Ok, for anyone who tried to install RVM using sudo and is now pulling
their hair out trying to get it to install in $HOME/.rvm, here's what
did it for me:
When you installed RVM using sudo, it created a file /etc/rvmrc, which contains the following:
umask g+w
export rvm_path="/usr/local/rvm"
This makes all future attempts at installation (even when not run as sudo)
install into /usr/local/rvm, which is NOT what you want for a single
user installation. So remove /etc/rvmrc and then you can run
bash < <(curl -s https://rvm.beginrescueend.com/install/rvm)
and it will install properly into $HOME/.rvm
DId you add this line to your ~/.bashrc?
[[ -s "$HOME/.rvm/scripts/rvm" ]] && . "$HOME/.rvm/scripts/rvm" # This loads RVM into a shell session.
I have executed the commands as prescribed in the instructions at the rvm website.
WHICH commands? There are several pages containing instructions to install RVM depending on whether you want a single-user "sandbox" or are installing system-wide for a multi-user system as the administrator.

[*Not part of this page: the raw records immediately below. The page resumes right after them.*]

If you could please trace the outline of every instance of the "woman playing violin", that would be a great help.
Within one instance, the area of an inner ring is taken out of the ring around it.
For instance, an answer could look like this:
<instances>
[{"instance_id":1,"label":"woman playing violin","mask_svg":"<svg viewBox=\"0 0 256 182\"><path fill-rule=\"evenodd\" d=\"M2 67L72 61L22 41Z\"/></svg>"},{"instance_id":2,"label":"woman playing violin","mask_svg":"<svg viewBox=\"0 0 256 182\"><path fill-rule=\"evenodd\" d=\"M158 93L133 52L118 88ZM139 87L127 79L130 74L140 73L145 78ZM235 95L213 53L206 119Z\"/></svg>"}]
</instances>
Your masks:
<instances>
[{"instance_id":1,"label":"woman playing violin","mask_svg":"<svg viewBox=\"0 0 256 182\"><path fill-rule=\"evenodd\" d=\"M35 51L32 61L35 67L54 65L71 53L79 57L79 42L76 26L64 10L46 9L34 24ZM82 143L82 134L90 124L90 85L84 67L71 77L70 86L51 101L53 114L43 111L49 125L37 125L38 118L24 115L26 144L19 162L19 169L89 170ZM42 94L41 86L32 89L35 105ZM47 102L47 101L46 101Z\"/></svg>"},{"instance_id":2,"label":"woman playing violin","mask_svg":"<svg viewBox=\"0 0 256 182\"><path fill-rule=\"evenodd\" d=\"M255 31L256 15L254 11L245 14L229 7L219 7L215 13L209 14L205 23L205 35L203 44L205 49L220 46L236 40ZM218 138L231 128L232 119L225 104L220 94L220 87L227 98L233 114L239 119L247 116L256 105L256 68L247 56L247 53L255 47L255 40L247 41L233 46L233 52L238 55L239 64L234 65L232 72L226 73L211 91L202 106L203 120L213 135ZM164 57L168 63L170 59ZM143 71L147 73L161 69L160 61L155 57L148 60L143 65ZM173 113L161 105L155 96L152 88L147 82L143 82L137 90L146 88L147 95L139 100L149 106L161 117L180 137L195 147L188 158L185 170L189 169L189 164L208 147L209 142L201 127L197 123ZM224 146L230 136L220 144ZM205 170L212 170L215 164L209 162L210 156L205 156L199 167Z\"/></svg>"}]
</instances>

Because you have RVM in /usr/local, I think you tried to do a system-wide install but didn't get it right. For 99% of us, that is the wrong installation method, and instead you should use the single-user installation, which is simple and puts everything in ~/.rvm.
Either way, be sure to read the entire instructions. And, if doing a single-user install, finish the install with the "Post Install" modifications to ~/.bashrc or ~/.bash_profile for a single-user, then start a new terminal session.
When using the single-user install NEVER use sudo to install gems to a RVM-managed Ruby, even though the instructions for a gem might say to.
Look at the section "Troubleshooting your install" here. Since you are on Ubuntu, you probably need to make further mods to you .bashrc
in .bashrc have you changed the
[ -z "$PS1" ] && return
to
if [[ -n "$PS1" ]]; then
and added this to the end of the file:
fi
[[ -s "$HOME/.rvm/scripts/rvm" ]] && source "$HOME/.rvm/scripts/rvm"
I just had a similar problem.
It turned out that many files in ~/.rvm/scripts/ and ~/.rvm/src/rvm/scripts/ which obviously should be executable did not have execute permissions. Running a script on both directories to set all files to executable solved that immediate problem.
I have got same problem after installation. Then I restarted terminal and it started working poperly.